Obviously, to have a game group, you need games. If you start with a few generic titles, such as Settlers of Catan, Ticket to Ride, Carcassonne, and Puerto Rico, you will have a good starting base to work from. After a few rounds with each game, you will see a pattern in what people like to play and you can even introduce other games to the mix. สล็อต xo
Let’s break this down to more of the specifics.
The Gaming Group Host
The function of this role is to coordinate the communication and location of the gaming event each time. The Host determines the when, where, and what gaming group. This is the reason you may want to have this be a rotating position.
Expect that the host will devote a good amount of time to running the group.
Your group’s host should have a few important traits:
- Good Communication Skills
- Ability to work with diverse people
- Be a good sport and promote fair play
The reason patience is listed as a trait is because you cannot expect to start a game group and have a bunch of people show up immediately.
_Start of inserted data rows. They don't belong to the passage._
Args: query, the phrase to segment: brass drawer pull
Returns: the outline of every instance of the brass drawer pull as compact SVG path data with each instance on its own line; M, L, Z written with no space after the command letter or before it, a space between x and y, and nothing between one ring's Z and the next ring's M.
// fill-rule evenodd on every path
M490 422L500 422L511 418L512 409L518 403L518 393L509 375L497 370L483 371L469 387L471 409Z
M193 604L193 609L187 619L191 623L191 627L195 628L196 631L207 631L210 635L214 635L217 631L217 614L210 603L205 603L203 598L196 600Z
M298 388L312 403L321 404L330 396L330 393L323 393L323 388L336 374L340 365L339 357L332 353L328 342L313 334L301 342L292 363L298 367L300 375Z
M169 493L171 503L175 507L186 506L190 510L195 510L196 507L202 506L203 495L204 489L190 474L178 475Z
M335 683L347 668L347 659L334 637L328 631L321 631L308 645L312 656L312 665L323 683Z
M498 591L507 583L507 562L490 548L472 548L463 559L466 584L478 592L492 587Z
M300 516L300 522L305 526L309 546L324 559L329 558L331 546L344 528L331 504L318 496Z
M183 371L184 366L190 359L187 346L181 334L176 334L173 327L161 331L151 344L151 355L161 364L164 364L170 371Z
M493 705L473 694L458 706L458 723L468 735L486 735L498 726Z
You have to build it over time – possibly months. There are examples of gaming groups taking years before they get just ten regular attendees. It can go the other way as well – start off with everyone bringing a friend and it grows from there.
Choosing a Good Location
The size of your group will determine the requirements for your group’s location choices. Funding may also play a role – some places may want to charge you a fee for your time. For example, if you are in a room at the local YMCA, they may have a small fee for the room rental. If you choose a restaurant to sponsor your group, they may require you spend a certain amount of money on food and drinks.
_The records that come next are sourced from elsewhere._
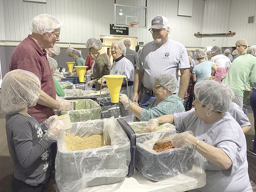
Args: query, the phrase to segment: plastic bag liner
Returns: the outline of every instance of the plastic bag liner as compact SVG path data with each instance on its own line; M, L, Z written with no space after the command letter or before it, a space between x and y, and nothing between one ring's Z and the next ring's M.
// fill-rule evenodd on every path
M75 110L57 112L57 115L69 115L71 123L100 118L101 108L100 105L94 101L89 99L74 99L69 100L76 102Z
M64 92L66 94L65 98L72 97L83 97L84 92L81 89L65 89Z
M144 176L157 181L182 175L202 176L205 158L192 148L170 149L159 153L152 149L157 140L173 135L171 132L154 133L137 139L136 167Z
M128 173L131 161L130 141L116 120L89 120L72 123L70 129L82 137L103 134L103 127L111 145L82 151L68 151L64 136L57 142L55 180L62 192L81 191L90 186L122 180Z
M58 82L60 86L63 89L72 89L73 84L69 81Z
M159 125L156 132L144 133L143 129L148 125L147 121L139 121L128 123L128 124L135 132L136 137L146 135L156 132L170 132L173 133L176 132L176 128L173 125L166 123Z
Another option for a gaming location that may work great is someone’s home. The only things to consider here are space and other family. If it is a small apartment, that may not work so well. If the family hosting the event has small children (under the age of about 6 or 7) they may create an unwanted distraction. When playing strategic games, it is hard for others to think while there are small children running laps around the house.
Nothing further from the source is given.